— Помогите! Спасите! Караул!
С балкона раздался выстрел.
Пранайтису показалось, будто большой черный зверь, встав на дыбы, ударил его лапой по голове.
Темный, тяжелый клубок навалился на грудь и давит сильнее, сильнее, сильнее…
Все исчезло.
XXXVIII
Поздним ноябрьским вечером ксендз Мацкявичюс сидел погруженный в тяжелые думы.
На дворе выл ветер, мелкий дождик временами, шипя, стучал в окна. Жалобно визжали щели в дверках печи, уныло постукивала вьюшка, свистел дымоход, глухие звуки отдавались у конька на кровле. Но в комнате у ксендза тепло. Марцяле тщательно позатыкала окна и отлично топит печь.
На столе — горящая сальная свеча, раскрытая книжка, несколько листов бумаги. Мацкявичюс, быстро посасывая раскуренную трубку, принимается расхаживать из угла в угол. Он всегда так делает, когда нужно что-нибудь обдумать. А на этот раз есть над чем поразмыслить. Только что вернулся он из Жемайтии. Побывал во многих местах, много наблюдал и испытал.
Власти там начинают бдительно следить за неблагонадежными, в особенности — за теми, кто поддерживает связь с Тильзитом и Клайпедой и кого подозревают в получении запрещенной литературы, а может, и оружия. Из-за прокламаций Акелайтиса возбуждено большое политическое дело. Привлекаются к ответственности не только Акелайтис со студентом Буцавичюсом, но и еще два помещика — Раевский с Монтвилой, и поселянин Кукутис. Буцавичюс и Монтвила уже заключены в Вильнюсскую цитадель, за Кукутисом охотится полиция. Виленский генерал-губернатор Назимов отдал строгий приказ об аресте Акелайтиса. Виновные в укрывательстве или в упущениях при розыске будут преданы военному суду.
Шилингас, встретив Мацкявичюса, рассказал, как Кудревич в Сурвилишкисе сбил с толку жандарма, которого прислали из Каунаса для задержания Акелайтиса. Тот скрылся и, можно надеяться, уже успел удрать в Пруссию.

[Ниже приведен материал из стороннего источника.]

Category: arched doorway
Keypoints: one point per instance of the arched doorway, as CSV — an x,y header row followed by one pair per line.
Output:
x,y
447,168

Недреманное око власти ощутил на себе и сам Мацкявичюс. В Жемайтию он ездил не для развлечения, но по епископскому вызову. И вот он вернулся, отбыв тяжелое наказание. Епископ долго ругал его, приказал три дня отправлять реколлекции, а кроме того, пригрозил перевести его под самую Курляндию, если не перестанет мутить людей. В генерал-губернаторской канцелярии полно жалоб и рапортов о его речах и проповедях в Пабярже, Паневежисе и других местах.
Вспоминая разговор с епископом и наложенную им кару, Мацкявичюс еле сдерживается. Да, он понимает, каково положение епископа, какие требования предъявляют ему власти. И все же он не может отделаться от горечи.
За что его бранили и наказывали? За то, что он выступал против несправедливости, ободрял страждущих, поруганных людей. Для себя он ничего не добивался. В вечной нужде, окруженный ненавистью помещиков и насмешками соседних ксендзов, нередко измученный и голодный, вот уже много лет он без устали ездит по деревням, то поучает, то успокаивает, то укоряет. Он умеет быть суровым и серьезным, добрым и снисходительным. Он понял истоки слабости и силы человека, но пользуется своею властью только для блага людей. Нелегко ему в этом мутном водовороте горя, иссякающего терпения и загорающихся надежд.